Dengan kehalusan sikap dan ketajaman intuisinya, Miroto sebenarnya merupakan seorang seniman dan pemikir kebudayaan. Ia memahami bahwa tari dalam pemahaman konsep nilai adiluhung bagi masyarakatnya, juga harus mampu luwes, inovatif dan aplikatif bagi jamannya. Namun untuk hal ini, ia tidak pernah berpretensi untuk mendekonstruksi nilai yang sudah ada, namun lebih pada kerja kreatif mengevolusi makna dalam bentuk-bentuk karya tari yang lebih berdialog dengan zamannya.
Seni tari baginya merupakan media komunikasi yang di dalamnya terkandung spirit akan identitas yang merupakan perwujudan dari suatu filosofi, nilai dan bentukan sejarah, serta tradisi dan budaya tertentu.
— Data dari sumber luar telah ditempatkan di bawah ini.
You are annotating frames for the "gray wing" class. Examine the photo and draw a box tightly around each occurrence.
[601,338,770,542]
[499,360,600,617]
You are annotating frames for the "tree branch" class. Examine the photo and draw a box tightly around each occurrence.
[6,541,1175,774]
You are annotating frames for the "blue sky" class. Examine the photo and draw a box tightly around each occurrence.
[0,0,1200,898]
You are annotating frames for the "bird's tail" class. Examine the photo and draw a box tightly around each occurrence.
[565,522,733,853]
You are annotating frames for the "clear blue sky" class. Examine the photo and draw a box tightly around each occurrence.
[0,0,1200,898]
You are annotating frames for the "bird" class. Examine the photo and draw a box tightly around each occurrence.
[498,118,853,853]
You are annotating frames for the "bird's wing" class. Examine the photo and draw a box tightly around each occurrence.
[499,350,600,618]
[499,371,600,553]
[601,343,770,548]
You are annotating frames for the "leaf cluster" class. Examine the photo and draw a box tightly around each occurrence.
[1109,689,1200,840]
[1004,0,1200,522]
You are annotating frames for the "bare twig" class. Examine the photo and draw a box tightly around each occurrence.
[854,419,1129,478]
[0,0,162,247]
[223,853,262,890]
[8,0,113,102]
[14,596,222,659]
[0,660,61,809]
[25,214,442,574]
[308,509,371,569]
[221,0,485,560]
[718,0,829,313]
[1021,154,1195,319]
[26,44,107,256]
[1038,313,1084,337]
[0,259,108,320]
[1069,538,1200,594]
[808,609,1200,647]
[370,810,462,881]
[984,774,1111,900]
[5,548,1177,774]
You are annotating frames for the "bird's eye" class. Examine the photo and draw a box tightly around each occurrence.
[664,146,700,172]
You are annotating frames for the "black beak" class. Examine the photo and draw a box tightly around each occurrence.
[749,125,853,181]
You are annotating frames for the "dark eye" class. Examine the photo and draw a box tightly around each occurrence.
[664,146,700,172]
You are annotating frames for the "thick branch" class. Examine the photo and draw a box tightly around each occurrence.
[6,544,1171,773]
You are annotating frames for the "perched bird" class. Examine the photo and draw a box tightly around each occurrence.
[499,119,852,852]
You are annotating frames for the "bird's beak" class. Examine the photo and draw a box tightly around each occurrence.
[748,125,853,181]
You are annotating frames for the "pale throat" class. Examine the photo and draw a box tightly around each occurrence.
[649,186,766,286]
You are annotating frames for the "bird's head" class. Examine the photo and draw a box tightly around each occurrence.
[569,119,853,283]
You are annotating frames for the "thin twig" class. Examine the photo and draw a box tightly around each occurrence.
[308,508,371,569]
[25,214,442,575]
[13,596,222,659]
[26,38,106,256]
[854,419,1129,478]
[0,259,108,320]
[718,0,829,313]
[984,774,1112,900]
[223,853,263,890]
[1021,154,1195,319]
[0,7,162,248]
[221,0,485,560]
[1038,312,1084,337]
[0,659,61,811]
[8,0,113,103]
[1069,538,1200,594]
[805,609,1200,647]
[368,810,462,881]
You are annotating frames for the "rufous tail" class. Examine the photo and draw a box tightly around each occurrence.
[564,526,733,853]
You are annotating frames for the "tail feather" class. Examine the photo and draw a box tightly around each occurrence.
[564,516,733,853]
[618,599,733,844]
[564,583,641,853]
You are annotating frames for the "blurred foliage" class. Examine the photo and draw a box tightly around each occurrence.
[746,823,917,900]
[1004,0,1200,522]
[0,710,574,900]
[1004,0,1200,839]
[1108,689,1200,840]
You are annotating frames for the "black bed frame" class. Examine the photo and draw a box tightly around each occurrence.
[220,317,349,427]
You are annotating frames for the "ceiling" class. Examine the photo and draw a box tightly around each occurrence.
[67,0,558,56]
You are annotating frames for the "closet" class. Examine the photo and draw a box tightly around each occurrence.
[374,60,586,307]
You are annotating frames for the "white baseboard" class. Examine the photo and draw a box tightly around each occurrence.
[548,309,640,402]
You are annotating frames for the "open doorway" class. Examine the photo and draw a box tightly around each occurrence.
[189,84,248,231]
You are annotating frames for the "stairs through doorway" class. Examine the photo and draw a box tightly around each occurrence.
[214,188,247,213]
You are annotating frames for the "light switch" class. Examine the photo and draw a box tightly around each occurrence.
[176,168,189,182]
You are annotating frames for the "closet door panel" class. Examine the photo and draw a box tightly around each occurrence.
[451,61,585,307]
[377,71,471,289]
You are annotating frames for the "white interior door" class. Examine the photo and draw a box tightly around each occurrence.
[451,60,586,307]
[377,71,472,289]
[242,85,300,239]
Tari seharusnya tidak meniadakan jejak sejarah tari itu sendiri, melainkan mengemasnya menjadi sebuah komposisi koreografi yang lebih plural (secara tubuh) yang mampu memberikan satu pemahaman akan proses kehidupan manusia di perubahan zaman.
Miroto mengajarkan kepada kita membuka sensor tubuh dan rasa pikiran lebar-lebar untuk mewacanai ségala bentuk dan toleransi interpretasi, motivasi dalam tujuan kreatif demi kemanusiaan tari itu sendiri. Efek harapannya berupa refleksi tentang persepsi dan penampilan, meditasi dan interference, kediaman (stillness) dan gerakan. Hal ini menjadi usaha mengawinkan tubuh, intelektualitas, dan jiwa dalam mencari jawaban atas pertanyaan universal –apa yang membuat kita semua manusiawi?– dengan cara mengembangkan beragam pendekatan untuk membentuk, memfungsikan, memberi isi, dan mengontekstualisasikan makna tari.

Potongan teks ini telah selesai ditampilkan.